Ka Xiong, a photographer, and filmmaker from Luang Prabang, Laos, started to make a documentary named “Grandma’s World” in the framework of the 2020 Lancang-Mekong Vision program, this film is about his grandma's life, hope, and memory, and it showing us a cultural profile of the Mhong community in Northern Laos;
Maer Lanq, an Akha painter from Monsong village, Xi Shuangbanna. Based on his own growth experience to presented his memory of Akha traditional nursery rhymes, children games in the form of animation, and cooperated with the students from Yunnan University of Finance and Economics and Yunnan Arts University to produce this “Memories of childhood”;
Jupiter, a 23-year-old girl from the Shan state of Myanmar, made a deep analysis of her identity, growth path, and family relationship with her self-portrait documentary "But…life goes one" during the second wave of Covide-19 broke out in Myanmar, which also wrote down a footnote of facing darkness and pouring light into this era;
Nontawat, a filmmaker and artist from Thailand, has been focusing on the Shan people who have migrated from Myanmar to work and live in Thailand in the form of feature films, documentaries, and multimedia art in recent years. After visiting several Shan communities in Chiang Mai, Nontawat decided to make the documentary ”the MONKHOOD” about a Shan monk who had lived in Chiang Mai for seven years.
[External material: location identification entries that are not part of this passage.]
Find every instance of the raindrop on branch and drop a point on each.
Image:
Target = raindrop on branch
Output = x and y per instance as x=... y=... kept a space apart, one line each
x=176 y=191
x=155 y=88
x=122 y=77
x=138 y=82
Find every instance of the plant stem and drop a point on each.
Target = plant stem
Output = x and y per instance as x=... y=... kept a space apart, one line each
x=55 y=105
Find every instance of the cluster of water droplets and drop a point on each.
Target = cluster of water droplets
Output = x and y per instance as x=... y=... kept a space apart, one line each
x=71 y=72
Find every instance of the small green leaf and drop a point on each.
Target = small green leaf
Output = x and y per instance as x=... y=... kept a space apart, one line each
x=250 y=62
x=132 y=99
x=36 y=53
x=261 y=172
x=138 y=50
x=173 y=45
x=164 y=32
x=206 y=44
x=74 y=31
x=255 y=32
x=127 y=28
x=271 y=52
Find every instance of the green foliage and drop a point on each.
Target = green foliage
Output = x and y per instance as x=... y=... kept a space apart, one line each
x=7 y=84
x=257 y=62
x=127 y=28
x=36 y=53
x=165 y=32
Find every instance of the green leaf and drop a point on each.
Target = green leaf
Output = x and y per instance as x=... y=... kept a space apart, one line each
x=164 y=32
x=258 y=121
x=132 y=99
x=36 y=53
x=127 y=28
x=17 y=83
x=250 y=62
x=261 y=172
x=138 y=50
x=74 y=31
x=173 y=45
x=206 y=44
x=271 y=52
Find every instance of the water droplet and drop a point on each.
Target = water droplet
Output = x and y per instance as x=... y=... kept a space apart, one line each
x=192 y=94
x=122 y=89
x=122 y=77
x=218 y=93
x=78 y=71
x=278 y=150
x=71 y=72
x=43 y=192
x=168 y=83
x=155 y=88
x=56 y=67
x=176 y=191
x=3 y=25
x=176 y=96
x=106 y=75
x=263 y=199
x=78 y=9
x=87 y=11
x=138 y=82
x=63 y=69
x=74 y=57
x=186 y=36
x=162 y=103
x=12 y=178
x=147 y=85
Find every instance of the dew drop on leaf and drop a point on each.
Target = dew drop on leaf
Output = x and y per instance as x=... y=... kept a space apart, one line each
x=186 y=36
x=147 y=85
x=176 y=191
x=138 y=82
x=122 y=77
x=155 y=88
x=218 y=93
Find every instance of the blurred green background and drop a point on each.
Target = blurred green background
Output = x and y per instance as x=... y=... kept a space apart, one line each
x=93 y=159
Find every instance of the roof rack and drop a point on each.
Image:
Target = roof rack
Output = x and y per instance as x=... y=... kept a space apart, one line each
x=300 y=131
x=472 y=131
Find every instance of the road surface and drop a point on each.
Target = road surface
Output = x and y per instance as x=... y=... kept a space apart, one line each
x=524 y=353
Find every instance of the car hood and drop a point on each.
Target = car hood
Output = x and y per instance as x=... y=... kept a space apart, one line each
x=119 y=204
The audience will follow Nontawat’s camera to understand this huge but long-term "invisible" group;
“Zomia’s Song” is a review of Thai director Santiphap Inkong Ngam's video footages for more than 20 years. He tried a variety of editing methods, and finally decided to combine the folk music of several ethnic groups in the mountainous areas of northern Thailand during his participation in the “Lancang-Mekong Vision” program. In 2000, Santiphap began to shoot a large number of videos around the narrative of ethnic identity and homeland in the sense of geography and the cultural region "Zomia" since his ethnic background. His video technique wanders between documentary and video art, which is the coincidence of his subjective discourse as a member of a minority and objective discourse as a filmmaker/observer at the same time;
Another filmmaker from Xi Shuangbanna, I Han Phap, made a documentary called “Wife From Laos” about his cousin, Yuan, a young girl married from Laos. A series of dialogues in this documentary reflected the difficulties and hopes of cross-border marriage in the villages of border areas;
“Ah Chi Mu Gua” means “song and dance of goats” in the Lisu language, which originated in the Lancang River basin of Lisu Autonomous County in Weixi, China. The protagonist of the documentary “Inherit the Ah Chi Mu Gua on Wheelchair” is a local group who aims to inherit this kind of folk song and dance. The filmmaker SI K Za himself is also a member of this group. Therefore this documentary brings us a vivid story about the cultural heritage work from an internal perspective;
Another Lisu filmmaker, Zaw Lar, is from Kachin state in Myanmar. “Mountain Farm” is his first documentary and it is highly accomplished with his personal artistic style, thus we could find the divinity in daily life. This documentary records the farming methods under the changes of seasons of Lisu people in the border mountainous areas. It also goes beyond the macroscopic Arcadian narrative to a turn to expresses the filmmaker’s thinking and concern about the fate of individuals.